Very interesting paper!

It's something that I've been wondering about with ChatGPT plugins - they've kind of left it up to the user to enable/disable plugins. But there's definitely going to come a point where plugins conflict and the LLM is going to have to choose the most appropriate plugin to use.

I have been very impressed at how good it is at turning random commands into concrete API calls. You are right though, pretty much any command can be interpreted as an instruction to use a plugin.

evmaki|2 years ago

Thanks! That is part of the challenge as this idea scales imo - once you've increased the number of plugins or "levers" available to the model, you start to increase the likelihood that it will pull some of them indiscriminately.
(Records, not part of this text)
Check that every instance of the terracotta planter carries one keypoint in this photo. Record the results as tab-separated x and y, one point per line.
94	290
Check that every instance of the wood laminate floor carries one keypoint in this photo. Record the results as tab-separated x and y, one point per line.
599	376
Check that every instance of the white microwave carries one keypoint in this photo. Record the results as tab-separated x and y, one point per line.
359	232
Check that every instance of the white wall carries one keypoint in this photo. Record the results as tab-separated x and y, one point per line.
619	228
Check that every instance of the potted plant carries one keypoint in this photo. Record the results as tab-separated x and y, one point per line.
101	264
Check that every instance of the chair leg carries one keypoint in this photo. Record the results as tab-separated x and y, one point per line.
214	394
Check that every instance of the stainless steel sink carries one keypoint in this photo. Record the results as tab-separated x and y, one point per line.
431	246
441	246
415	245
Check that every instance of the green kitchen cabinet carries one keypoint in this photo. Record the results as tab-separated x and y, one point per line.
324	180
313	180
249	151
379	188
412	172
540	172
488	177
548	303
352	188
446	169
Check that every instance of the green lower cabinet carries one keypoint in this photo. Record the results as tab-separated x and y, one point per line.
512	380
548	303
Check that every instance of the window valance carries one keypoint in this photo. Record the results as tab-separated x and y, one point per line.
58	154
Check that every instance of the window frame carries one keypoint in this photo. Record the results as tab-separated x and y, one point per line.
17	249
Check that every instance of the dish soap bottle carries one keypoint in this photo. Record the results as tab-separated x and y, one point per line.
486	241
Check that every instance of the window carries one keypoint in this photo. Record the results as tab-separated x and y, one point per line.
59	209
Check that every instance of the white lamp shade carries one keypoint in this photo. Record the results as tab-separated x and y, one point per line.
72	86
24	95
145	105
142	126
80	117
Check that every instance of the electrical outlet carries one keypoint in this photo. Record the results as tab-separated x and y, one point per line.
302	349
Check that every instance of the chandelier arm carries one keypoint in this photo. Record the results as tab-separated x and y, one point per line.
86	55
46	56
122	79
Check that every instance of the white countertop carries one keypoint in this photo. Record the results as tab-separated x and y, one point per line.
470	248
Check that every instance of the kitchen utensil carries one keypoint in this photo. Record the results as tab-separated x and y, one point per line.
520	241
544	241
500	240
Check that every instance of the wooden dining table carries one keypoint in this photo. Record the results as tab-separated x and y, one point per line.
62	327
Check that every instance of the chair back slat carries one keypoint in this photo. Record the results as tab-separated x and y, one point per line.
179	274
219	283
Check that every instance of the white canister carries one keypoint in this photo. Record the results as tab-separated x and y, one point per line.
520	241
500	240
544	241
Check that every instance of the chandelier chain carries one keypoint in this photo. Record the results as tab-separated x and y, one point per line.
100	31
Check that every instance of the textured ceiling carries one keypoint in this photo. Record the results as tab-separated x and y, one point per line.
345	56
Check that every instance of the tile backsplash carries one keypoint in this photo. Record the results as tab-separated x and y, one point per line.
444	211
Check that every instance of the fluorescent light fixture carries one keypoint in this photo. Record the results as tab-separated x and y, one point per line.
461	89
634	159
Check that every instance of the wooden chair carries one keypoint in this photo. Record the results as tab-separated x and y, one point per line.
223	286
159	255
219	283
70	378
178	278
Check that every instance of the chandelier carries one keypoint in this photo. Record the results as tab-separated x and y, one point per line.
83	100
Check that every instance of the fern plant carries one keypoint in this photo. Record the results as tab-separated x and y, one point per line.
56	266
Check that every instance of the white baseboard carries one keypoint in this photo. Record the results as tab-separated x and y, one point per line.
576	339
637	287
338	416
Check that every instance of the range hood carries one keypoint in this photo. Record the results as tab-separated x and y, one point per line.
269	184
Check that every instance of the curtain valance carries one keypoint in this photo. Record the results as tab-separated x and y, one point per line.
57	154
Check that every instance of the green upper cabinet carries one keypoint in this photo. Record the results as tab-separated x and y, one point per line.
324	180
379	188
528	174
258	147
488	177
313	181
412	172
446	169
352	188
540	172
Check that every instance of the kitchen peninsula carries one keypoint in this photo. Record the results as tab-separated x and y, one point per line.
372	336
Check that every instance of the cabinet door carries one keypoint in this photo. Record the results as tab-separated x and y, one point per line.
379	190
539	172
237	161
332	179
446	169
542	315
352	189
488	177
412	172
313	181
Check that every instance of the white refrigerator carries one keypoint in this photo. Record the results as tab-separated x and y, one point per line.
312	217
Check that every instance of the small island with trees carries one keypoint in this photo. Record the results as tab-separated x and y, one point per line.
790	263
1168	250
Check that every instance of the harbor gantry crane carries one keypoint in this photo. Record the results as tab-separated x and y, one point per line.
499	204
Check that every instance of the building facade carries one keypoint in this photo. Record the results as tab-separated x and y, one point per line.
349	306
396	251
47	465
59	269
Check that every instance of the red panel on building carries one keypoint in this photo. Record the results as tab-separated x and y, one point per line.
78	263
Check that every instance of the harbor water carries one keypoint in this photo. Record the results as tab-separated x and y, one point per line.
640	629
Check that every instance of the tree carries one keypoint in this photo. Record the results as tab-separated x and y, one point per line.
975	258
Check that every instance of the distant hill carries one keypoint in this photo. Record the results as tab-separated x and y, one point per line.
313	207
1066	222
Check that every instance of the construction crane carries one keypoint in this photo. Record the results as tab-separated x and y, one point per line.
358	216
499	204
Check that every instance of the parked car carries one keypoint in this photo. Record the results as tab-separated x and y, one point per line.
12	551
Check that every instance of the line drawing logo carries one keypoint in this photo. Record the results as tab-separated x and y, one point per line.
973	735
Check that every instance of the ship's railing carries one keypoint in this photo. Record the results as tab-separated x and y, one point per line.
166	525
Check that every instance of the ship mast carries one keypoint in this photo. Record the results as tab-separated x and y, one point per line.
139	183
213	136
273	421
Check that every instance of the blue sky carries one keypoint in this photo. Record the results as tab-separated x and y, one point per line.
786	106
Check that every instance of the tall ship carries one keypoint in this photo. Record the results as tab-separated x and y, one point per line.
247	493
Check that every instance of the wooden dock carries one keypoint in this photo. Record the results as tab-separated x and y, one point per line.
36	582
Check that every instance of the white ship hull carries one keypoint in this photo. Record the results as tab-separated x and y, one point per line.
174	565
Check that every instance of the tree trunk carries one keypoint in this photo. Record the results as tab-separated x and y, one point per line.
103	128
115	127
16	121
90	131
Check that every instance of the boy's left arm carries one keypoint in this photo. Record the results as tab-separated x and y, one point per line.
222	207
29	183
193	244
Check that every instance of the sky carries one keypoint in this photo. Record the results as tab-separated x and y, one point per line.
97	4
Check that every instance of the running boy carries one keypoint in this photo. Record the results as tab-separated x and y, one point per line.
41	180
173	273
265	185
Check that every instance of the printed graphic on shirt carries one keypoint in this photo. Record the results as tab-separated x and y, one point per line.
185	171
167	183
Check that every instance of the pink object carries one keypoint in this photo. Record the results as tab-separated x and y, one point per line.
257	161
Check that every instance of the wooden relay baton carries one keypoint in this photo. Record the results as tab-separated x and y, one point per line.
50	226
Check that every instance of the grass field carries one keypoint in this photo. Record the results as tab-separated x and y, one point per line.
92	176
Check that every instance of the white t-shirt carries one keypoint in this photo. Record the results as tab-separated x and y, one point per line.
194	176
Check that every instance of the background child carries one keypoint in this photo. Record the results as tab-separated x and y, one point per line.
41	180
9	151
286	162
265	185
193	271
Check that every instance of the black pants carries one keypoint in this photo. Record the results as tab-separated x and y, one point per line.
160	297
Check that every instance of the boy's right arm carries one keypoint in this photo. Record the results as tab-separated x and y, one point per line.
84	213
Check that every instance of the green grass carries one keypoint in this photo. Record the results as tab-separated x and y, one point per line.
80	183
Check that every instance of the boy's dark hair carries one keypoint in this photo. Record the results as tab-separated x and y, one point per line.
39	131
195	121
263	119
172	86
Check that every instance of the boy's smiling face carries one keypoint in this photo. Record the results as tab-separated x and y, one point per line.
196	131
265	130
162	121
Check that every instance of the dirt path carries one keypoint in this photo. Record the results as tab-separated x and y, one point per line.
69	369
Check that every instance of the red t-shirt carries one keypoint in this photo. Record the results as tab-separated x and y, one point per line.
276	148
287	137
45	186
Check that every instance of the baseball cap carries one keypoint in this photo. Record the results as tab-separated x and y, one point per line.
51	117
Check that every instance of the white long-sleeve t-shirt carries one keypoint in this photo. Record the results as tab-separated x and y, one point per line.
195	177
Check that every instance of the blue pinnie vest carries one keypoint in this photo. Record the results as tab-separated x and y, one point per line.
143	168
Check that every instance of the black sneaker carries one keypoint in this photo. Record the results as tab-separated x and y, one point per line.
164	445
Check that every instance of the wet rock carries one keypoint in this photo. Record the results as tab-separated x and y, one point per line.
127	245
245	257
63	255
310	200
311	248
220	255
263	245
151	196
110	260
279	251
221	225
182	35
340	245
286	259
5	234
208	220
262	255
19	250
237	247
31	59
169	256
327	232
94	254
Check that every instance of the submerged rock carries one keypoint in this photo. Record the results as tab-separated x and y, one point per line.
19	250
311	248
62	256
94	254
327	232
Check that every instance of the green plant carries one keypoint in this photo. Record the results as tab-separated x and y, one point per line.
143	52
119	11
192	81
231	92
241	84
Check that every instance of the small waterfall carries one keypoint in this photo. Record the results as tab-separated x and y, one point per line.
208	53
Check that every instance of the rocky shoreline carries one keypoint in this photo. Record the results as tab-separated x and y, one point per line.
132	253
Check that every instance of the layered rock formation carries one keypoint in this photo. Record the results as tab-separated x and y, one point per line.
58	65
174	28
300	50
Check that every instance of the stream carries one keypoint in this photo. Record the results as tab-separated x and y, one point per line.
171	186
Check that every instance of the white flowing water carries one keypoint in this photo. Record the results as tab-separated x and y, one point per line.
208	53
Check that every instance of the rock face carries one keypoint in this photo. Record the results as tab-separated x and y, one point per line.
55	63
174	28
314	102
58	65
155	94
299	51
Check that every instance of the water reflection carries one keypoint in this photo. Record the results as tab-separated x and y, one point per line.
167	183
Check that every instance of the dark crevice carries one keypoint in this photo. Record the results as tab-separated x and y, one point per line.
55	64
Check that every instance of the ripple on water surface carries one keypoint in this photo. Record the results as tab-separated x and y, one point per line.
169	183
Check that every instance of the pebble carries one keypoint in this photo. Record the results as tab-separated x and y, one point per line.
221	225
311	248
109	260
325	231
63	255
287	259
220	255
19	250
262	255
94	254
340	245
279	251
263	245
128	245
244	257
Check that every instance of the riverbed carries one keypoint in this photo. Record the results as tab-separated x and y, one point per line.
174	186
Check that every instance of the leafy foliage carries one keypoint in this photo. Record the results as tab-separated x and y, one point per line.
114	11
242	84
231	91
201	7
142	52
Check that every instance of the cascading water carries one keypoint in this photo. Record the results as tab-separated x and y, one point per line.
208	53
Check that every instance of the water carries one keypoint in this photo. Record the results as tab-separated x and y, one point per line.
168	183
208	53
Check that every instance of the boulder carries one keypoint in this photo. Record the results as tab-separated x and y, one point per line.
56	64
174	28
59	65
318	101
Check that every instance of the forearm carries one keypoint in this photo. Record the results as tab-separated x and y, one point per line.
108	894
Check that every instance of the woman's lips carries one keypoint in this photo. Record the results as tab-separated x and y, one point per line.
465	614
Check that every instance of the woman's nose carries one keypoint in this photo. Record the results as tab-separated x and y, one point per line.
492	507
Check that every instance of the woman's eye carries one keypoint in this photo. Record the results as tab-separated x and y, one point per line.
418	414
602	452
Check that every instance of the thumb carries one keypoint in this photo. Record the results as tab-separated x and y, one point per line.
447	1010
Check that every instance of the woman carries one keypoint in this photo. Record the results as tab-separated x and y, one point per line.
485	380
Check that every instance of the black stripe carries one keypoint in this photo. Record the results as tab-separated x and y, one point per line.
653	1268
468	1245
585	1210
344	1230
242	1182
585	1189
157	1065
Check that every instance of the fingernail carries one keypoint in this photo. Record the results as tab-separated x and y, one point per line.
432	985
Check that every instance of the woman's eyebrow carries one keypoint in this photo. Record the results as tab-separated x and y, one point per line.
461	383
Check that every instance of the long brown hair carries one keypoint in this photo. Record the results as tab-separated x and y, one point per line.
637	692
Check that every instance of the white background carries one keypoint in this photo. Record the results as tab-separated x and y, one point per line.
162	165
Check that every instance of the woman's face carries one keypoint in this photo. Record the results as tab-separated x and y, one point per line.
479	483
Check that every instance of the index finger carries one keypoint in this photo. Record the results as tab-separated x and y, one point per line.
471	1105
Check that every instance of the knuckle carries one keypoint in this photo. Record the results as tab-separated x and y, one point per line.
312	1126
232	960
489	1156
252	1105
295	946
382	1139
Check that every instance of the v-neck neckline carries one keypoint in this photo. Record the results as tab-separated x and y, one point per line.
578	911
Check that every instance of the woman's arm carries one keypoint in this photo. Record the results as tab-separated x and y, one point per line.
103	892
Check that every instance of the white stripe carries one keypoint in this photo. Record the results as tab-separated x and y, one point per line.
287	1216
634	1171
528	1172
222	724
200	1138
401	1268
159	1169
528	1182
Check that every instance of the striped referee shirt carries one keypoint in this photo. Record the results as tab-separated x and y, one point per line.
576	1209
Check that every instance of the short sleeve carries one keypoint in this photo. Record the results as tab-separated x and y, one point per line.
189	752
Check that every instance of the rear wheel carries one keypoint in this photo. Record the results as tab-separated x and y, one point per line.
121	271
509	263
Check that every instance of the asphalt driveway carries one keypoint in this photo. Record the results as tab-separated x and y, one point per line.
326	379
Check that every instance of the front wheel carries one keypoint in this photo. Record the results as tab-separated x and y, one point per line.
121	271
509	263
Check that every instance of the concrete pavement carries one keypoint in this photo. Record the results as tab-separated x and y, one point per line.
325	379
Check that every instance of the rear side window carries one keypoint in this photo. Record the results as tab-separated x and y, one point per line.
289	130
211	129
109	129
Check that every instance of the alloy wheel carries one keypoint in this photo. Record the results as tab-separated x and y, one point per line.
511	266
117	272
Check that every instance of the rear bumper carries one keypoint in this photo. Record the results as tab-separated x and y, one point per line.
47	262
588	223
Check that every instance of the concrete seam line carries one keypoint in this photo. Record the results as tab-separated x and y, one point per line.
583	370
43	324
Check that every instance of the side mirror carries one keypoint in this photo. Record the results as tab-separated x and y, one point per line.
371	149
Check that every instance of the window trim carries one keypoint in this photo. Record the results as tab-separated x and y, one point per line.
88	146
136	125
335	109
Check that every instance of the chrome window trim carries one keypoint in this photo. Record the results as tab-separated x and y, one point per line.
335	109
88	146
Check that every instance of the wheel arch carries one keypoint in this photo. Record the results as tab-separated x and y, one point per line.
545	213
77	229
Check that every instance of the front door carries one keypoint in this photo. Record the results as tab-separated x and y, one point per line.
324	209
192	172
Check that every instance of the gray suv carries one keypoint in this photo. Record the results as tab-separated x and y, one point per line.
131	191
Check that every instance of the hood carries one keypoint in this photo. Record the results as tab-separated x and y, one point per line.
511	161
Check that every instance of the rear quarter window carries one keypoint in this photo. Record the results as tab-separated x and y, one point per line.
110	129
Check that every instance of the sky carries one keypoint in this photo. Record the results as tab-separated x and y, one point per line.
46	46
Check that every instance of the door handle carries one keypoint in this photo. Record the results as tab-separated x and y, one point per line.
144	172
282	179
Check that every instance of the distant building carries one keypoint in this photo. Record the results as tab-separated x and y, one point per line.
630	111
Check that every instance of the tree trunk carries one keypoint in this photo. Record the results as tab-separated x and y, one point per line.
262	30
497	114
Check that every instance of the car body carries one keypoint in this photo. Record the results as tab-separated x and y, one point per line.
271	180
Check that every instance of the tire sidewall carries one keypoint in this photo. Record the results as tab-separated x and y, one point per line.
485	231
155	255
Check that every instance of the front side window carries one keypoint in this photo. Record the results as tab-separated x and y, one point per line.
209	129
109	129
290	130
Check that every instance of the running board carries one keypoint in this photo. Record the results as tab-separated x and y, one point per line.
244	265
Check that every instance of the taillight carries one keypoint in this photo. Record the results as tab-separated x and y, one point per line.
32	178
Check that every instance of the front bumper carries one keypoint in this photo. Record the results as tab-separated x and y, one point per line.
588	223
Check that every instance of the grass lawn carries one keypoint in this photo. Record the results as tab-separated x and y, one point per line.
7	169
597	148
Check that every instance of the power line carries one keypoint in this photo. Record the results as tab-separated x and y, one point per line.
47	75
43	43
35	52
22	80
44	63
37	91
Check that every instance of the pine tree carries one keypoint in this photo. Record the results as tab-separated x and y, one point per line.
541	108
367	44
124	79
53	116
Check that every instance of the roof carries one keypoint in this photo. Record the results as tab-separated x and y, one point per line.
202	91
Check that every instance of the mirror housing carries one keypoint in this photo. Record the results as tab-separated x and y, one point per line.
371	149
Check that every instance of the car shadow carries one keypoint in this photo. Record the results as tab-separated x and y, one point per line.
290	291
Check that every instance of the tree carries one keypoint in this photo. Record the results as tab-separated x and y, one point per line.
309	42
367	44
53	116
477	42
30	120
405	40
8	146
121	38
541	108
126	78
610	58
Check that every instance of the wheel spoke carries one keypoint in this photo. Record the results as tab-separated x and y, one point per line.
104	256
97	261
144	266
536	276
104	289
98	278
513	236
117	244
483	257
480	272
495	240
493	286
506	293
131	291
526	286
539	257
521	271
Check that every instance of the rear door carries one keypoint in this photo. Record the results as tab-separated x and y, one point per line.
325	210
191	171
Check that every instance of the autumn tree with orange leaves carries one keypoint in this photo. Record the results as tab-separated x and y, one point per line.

To your point about turning random commands into API calls: if you give it the raw JSON from a Philips Hue bridge and ask it to manipulate it in response to commands, it can even do oddly specific things like triggering Hue-specific lighting effects [0] without any description in the plugin yaml. I'm assuming some part of the corpus contains info about the Hue API.

[0] https://evanking.io/posts/homegpt/

kingo55|2 years ago

Making IOT API calls is a solved problem with Home Assistant - plus it works locally.

Where I see this working best is giving Chat GPT some context about the situation in your home and having it work out complex automation logic that can't be implemented through simple rules.